Mas não está descansado. Preocupa-o a rudeza desta prova, sobretudo num camião “de classe média”. “Sofre-se fisicamente e por isso estou um pouco tenso. Pelas imagens que vejo, levam umas porradas grandes e o nosso camião não tem os equipamentos de primeira linha dos que lutam pela vitória.”
Sente, contudo, que é um trabalho que tem de ser feito para voltar a dar relevância à Polaris. “Nos seis anos em que ganhámos ainda não havia pilotos de referência a correr nos SSV. Quando a Can-Am entrou na briga, começou a haver mais gente a sério e agora não tem outro jeito. Temos de ter pilotos de ponta, profissionais. As equipas B é que servirão para esse pessoal com dinheiro, que quer ter uma experiência no Dakar mais barata do que de carro. Só têm de comprar, sentar ao volante e correr.”

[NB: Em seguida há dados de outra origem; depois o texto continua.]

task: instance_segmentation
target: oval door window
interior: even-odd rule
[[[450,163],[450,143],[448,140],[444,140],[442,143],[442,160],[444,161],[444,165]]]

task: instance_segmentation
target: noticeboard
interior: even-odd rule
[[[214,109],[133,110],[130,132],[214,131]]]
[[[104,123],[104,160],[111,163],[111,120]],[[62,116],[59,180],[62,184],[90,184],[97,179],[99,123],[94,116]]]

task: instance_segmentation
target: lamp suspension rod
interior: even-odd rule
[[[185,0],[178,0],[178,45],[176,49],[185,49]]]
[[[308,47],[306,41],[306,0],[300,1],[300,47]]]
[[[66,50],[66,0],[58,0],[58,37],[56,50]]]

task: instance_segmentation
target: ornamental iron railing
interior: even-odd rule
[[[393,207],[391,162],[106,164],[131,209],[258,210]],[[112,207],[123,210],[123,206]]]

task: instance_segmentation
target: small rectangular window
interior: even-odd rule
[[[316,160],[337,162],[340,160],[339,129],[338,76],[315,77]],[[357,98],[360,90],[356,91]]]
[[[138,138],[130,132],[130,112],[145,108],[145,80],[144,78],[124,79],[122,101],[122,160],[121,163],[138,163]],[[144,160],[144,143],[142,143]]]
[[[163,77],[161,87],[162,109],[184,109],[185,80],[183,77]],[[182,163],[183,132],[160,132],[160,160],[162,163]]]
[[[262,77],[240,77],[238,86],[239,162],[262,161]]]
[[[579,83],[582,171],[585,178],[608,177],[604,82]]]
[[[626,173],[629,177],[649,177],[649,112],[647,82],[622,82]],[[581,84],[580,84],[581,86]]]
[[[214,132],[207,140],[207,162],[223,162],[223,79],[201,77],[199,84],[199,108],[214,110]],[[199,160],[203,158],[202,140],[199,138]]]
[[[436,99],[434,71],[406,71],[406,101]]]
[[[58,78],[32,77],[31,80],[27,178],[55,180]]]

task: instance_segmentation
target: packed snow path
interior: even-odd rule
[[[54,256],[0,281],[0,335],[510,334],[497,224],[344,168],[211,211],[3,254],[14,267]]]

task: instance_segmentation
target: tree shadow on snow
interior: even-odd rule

Bom, para a edição 2021 a prioridade é deixar uma “boa imagem”. Para isso, “o time é gigantesco”, “coisa de primeiro mundo”. “Só há duas ou três equipas nos automóveis como nós. São 30 pessoas, um camião 4x4, mais dois 6x6 só para oficina, um camião hotel, um camião cozinha, três autocaravanas e uma pick-up. Queremos mostrar a toda a gente que a Polaris investiu.”
Virá pela primeira vez com uma equipa oficial e terá muita visibilidade. “Vai ser uma aventura do caraças, se me vou divertir não sei.” No cargo que ocupa, “a pressão e a responsabilidade são muito grandes”.